Some members of the MSPL class met with patent examiners at the Detroit USPTO satellite office over spring break. The educational requirements for a USPTO patent examiner are similar to the educational requirements to become a U.S. patent agent. A patent examiner must have a bachelor’s degree in science or engineering. Employment as a patent examiner is a potential short-term or long-term career opportunity for a graduate of the MSPL program.

Employment as a patent examiner could be short-term. A patent examiner job pays well and the starting salary is increased for a graduate of the MSPL program versus an individual with no intellectual property graduate education. Experience working as a patent examiner is beneficial for future job searching. Employers value a job candidate who has experience working for the USPTO as a patent examiner. A patent examiner has a very detailed understanding of the MPEP because the MPEP is the manual which contains the rules for the patent prosecution process. A patent examiner also gains a familiarity with the best strategies for writing a patent application for allowance which is extremely valuable knowledge. Working short-term as a patent examiner could be a good way for a graduate of the MSPL program to get experience that would be valued by any future employer.

Employment as a patent examiner could also be long-term. The field has the ability for promotion based on performance. For individuals who would like a lot of time with family or need job flexibility, a career as a patent agent is flexible in regards to the work schedule. Another appealing aspect of a patent examiner position is the ability to work from home after working at least two years and meeting certain performance standards.

The MSPL curriculum prepares students for the option of a career as a patent examiner at the USPTO. Currently, applicants with bachelor’s degrees in Mechanical Engineering, Computer Engineering, or Electrical Engineering are needed by the USPTO to assist with the backlog of unexamined patent applications. In the future, these postings may remain and other backgrounds may also be needed.

Meet Sarah Goodman

My name is Sarah Goodman and I am currently a student in the Master of Science in Patent Law Class of 2013.

The MSPL program at the University of Notre Dame will give me opportunities to learn about intellectual property law, as well as practice field-related skills for employment as a patent agent following graduation.

I have a B.S. in Medical Biotechnology from Upstate Medical University in Syracuse, NY.  While at Upstate, I worked on two research projects in the department of Neuroscience and Physiology. Both of these projects focused on the isolation and characterization of mutations in subjects with Parkinson`s disease or schizophrenia.

This past summer, I conducted research in the biology laboratory of the Centre Hospitalier Intercommunal; the hospital of Saint Germain en Laye and Poissy in France. For two months I designed and conducted a research project investigating genetic mutations in subjects with Factor XII deficiency. I am currently analyzing the sequencing files from this project for any novel variations.

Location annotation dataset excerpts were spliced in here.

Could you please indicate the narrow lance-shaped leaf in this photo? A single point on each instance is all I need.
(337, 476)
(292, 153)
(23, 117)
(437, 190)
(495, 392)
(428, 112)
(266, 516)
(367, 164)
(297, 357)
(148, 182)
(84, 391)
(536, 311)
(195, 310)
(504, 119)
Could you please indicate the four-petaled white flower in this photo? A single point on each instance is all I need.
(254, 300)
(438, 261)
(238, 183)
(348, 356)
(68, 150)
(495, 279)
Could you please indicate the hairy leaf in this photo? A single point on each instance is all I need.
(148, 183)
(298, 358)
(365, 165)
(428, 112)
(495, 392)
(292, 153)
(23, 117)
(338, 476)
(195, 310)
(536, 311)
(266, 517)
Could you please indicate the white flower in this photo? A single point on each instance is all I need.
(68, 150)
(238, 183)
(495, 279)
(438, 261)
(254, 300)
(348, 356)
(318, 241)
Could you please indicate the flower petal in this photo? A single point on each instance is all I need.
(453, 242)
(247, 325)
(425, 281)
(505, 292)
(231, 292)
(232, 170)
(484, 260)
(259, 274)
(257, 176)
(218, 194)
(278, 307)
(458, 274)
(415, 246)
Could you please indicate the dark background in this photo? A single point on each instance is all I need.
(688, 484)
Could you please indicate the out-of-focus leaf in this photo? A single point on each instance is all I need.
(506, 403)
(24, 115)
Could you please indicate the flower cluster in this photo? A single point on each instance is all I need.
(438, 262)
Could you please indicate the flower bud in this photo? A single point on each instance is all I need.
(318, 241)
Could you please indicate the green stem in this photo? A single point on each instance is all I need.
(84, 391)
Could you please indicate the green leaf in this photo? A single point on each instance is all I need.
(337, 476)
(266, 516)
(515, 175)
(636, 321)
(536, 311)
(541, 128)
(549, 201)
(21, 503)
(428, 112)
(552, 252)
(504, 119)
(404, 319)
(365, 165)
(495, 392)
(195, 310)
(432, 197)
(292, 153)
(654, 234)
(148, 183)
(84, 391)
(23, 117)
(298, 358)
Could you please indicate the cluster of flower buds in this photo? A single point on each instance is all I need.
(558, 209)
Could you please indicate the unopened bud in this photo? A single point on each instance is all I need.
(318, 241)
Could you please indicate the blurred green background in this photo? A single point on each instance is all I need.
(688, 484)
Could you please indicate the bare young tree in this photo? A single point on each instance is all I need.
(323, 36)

My capstone project will be to research an invention and write the patent application. The project I chose is in the molecular biology field and will concern genetically engineered yeast for use as an analytical tool.

I enrolled in this program because patent law is a growing field with technologies constantly evolving. This is a good career to combine a passion for science with an interest in law.  The University of Notre Dame is a great place to begin this career because of the dedication of the professors and researchers on campus. The resources available for this program far exceed my expectations.  As I begin classes, this upcoming school year promises to be very exciting!